It has been said that 99% of parenting is trying unsuccessfully to sit down.
My mum always used to say to me when I was little that she hadn’t sat down all day and I remember thinking, “How is that possible? To not place your bottom onto a soft seat ALL day?”
“Who does that?”
Well now I am a mother myself, I know of course, that my mum was absolutely right! She was trying to sit down all day but life gets in the way and prevents you from resting.
We are currently reading a book called “Sitting Still Like a Frog”, by Eline Snel.
It is primarily a book on mindfulness exercises and practices to help your children deal with anxiety, improve concentration and handle difficult emotions.
One of the examples was of a six-year-old girl who was given a bike for her birthday, having no previous experience of cycling. She immediately hopped on and began to effortlessly ride her new bike. When her parents enquired as to how she knew what to do she said, “I pictured riding in my mind”
This example begs me to question how powerful our mind is and the need for us to not only want to rest but visualise the benefits of such a practice.

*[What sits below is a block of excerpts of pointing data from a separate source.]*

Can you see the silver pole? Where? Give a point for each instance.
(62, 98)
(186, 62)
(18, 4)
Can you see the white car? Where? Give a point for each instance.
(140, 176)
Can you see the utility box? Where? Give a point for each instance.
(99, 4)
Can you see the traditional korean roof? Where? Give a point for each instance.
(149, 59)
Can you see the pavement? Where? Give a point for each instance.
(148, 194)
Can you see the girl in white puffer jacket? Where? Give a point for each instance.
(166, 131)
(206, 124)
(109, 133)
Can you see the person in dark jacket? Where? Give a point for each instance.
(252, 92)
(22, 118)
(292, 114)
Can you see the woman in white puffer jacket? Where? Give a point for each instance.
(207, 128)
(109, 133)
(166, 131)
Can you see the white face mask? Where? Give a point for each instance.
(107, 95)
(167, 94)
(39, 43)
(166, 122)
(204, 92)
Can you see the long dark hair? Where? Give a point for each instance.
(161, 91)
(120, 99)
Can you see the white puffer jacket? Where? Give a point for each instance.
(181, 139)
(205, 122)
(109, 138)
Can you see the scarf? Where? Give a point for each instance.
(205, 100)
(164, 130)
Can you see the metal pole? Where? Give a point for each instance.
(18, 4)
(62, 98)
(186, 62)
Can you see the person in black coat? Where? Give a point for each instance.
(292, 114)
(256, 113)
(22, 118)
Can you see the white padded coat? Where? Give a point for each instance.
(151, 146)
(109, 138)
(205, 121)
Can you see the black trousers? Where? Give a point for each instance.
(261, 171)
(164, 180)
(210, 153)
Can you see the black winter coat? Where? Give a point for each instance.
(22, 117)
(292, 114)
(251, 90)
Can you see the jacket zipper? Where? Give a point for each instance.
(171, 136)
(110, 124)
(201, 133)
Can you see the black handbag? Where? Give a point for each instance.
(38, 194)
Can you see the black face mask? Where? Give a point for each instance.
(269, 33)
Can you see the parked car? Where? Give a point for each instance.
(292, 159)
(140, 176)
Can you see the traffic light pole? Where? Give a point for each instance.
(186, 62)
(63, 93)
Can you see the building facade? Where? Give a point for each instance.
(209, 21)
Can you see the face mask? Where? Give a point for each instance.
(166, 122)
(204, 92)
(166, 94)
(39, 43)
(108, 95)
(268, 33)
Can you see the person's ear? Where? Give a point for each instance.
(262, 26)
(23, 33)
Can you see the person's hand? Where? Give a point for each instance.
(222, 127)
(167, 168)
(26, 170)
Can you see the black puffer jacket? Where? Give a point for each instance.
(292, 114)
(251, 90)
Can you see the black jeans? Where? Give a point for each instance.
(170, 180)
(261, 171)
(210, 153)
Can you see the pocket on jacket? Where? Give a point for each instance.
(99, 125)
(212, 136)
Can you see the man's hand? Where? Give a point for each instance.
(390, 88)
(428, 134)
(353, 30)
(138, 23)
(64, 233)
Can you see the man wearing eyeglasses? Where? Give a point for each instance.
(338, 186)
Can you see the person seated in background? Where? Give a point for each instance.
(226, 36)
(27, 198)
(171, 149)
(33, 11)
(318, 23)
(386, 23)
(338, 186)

As mum’s, we consistently and constantly put ourselves last, the very definition of motherhood it seems is to be selfless, but not at the detriment of our own health. We all know we can’t pour from an empty vessel.
We should equally know that in order for a plant to not just live but flourish, we need to give it love, water, sun and attention. Sadly, mother’s attentions are most always on everyone else and their own needs are at the bottom of the pile, most probably the large and ever-growing washing pile!!

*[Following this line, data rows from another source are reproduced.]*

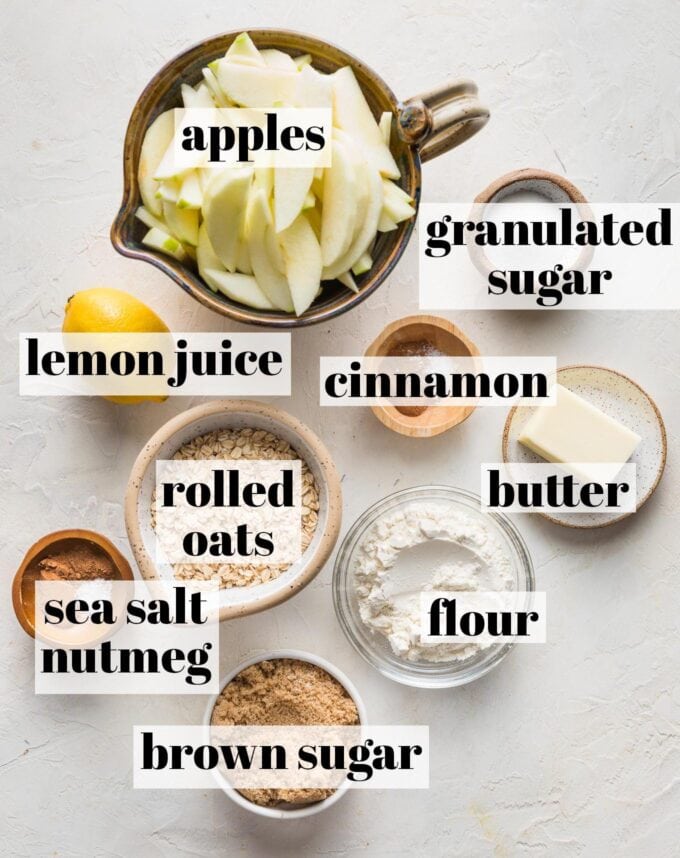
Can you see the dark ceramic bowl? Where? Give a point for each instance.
(427, 126)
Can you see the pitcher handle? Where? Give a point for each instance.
(442, 118)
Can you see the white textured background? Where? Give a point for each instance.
(567, 749)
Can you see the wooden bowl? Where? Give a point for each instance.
(23, 590)
(449, 340)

A beautiful quote I read the other day by Laura Ding-Edwards says this. It’s about being kind to your dear heart and giving your mind the space to catch up to your body.

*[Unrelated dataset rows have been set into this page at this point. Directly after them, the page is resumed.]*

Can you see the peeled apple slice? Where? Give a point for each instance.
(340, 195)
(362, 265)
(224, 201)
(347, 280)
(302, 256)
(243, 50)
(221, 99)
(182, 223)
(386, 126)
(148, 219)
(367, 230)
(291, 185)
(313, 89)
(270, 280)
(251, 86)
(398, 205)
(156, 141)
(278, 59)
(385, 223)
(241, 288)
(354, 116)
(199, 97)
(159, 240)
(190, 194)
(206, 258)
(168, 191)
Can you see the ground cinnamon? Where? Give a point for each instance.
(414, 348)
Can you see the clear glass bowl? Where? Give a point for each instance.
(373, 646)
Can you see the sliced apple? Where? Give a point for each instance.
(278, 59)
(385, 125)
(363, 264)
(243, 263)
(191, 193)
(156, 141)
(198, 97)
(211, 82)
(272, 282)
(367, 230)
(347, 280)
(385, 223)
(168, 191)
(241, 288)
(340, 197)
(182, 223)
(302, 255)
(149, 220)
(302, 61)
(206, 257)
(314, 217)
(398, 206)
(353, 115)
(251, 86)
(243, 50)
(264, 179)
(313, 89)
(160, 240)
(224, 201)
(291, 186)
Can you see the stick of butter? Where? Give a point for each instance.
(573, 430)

“If the mountain seems too big today then climb a hill instead.
If the morning brings you sadness it’s ok to stay in bed. If the day ahead weighs heavy and your plans feel like a curse, there’s no shame in rearranging, don’t make yourself feel worse.
If a shower stings like needles and a bath feels like you’ll drown. If you haven’t washed your hair for days, don’t throw away your crown. A day is not a lifetime, a rest is not defeat. Don’t think of it as failure, just a quiet, kind retreat.
It’s ok to take a moment from an anxious, fractured mind. The world will not stop turning while you get realigned. The mountain will still be there when you want to try again. You can climb it in your own time, just love yourself till then”.
It has encouraged me to stop pushing myself to exercise so much when every muscle is screaming for a break and my heart sighs at the thought of putting my trainers on for another day. Yes, exercise is so beneficial but not if it depletes me more than build me up.
Maybe you too can take the same advice and remember that some days beg for rest and recuperation. It’s totally ok to gift ourselves that important downtime.
And whilst all the pretty pictures (like above!) promote lovely, soft images of milk baths and sweet smelling roses, quite often simple is key.
A nap in the afternoon, a stroll outside, buying your favourite magazine and curling up in a corner with a warming brew, makes an enormous difference to our bodies and minds.
Just ten minutes sitting quietly and letting your mind drift away can be the difference between feeling anxiety rise like bile in your throat and a complete change of attitude towards your situation.
All because of self-care. And remember self-care isn’t selfish, it’s as important as breath in your lung. So go and water your own garden before you tend to someone else’s.